She was nervous, he said, that there would be a repeat of November’s border closing — a worry shared by many other of his friends, he added. He did persuade his sister to tag along on this jaunt.

“This is the first time I am seeing this beach this empty,” said Mr. Aslanyan, the lone diner at a restaurant on Rosarito’s oceanfront.

Moises Espitia, an analyst with the Metropolitan Center of Economic and Business Information, a local research group, said the financial pain caused by the border’s shutdown in November was felt particularly acutely in the services and tourism sector.

On the day of the shutdown, the more than 59,000 restaurants and hotels in the Tijuana and Rosarito Beaches metropolitan area suffered a collective loss of $6.7 million, Mr. Espitia estimated.

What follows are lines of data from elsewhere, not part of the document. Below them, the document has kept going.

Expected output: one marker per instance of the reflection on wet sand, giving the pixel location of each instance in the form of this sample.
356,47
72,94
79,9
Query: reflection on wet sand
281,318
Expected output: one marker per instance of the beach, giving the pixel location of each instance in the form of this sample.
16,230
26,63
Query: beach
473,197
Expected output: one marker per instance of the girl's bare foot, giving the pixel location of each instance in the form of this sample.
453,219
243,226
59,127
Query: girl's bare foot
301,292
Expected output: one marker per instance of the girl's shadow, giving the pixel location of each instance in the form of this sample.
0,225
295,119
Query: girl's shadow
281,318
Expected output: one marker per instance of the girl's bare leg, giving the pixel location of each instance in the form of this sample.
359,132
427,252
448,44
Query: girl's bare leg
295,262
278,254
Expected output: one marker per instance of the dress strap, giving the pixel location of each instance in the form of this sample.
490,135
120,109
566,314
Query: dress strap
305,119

“Events like the migrant caravan, without proper response or preventive measures, can have an economic impact in the daily lives of people in this area,” he said.

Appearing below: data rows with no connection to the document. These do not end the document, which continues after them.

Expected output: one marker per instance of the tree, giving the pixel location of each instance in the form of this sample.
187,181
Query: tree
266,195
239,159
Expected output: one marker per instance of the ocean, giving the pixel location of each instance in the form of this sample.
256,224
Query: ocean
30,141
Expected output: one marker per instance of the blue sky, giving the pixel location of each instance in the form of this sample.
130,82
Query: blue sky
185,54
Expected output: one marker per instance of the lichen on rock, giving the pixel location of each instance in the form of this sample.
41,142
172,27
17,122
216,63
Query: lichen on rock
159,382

The Central American migrants have generally been warmly received in Mexico. But as the tourist numbers decline, and the frustration and trepidation rises in Rosarito and other tourist-dependent areas in Baja California, some local residents have begun to angrily blame the migrant caravan.

“They came here with an arrogant attitude, demanding things, and abused the help we offered them, arguing they are fleeing violence or poverty, but we all are poor!” said Jorge Medina, a manager of the Bombay Beach nightclub in Rosarito.

He said his business had plummeted by almost 80 percent in the past two months.

“Life is not easy for us either,” Mr. Medina added. “We have our own set of problems, including violence, and it is unfair that our lives are disrupted because of them.”

Mr. Medina said he agreed with the harsher measures taken by the United States government to deter migrants, including the use of tear gas at the border, and President Trump’s resolution to build an enhanced security wall.

Mr. Argiles, along with other hotel owners, is trying to send out a positive message through social media campaigns that Rosarito is ready and eager to welcome back tourists.

“We have to recover from this,” he said.

Government data, not always reliable, points to only a 4 percent decrease in overall room occupancy in Rosarito last month compared with the same month in 2017, and local officials argued that the recent drop in visitors cannot be single-handedly explained by immigration-related issues.

But with the Trump administration’s increasingly hostile anti-immigration narrative, officials are worried of longer-term economic losses.

“It definitely does not contribute to an ideal environment for tourism, and our economy heavily depends on it,” said Ives Lelevier, the under secretary of tourism for the state of Baja California.

Abel Ortega, the owner of Villa Ortega’s restaurant in Puerto Nuevo, a community just to the south of Rosarito better known as “Lobster Village,” remembered when the line of eager patrons would go around the building, and his wait staff couldn’t keep up with the demand for deep-fried lobsters and margaritas.

Last year at this time, Mr. Ortega said he averaged 20 reservations a day but is down to two or three.

He looked outside where a worker was desperately trying to court the few passers-by to step inside. “It’s like a ghost town now,” Mr. Ortega said.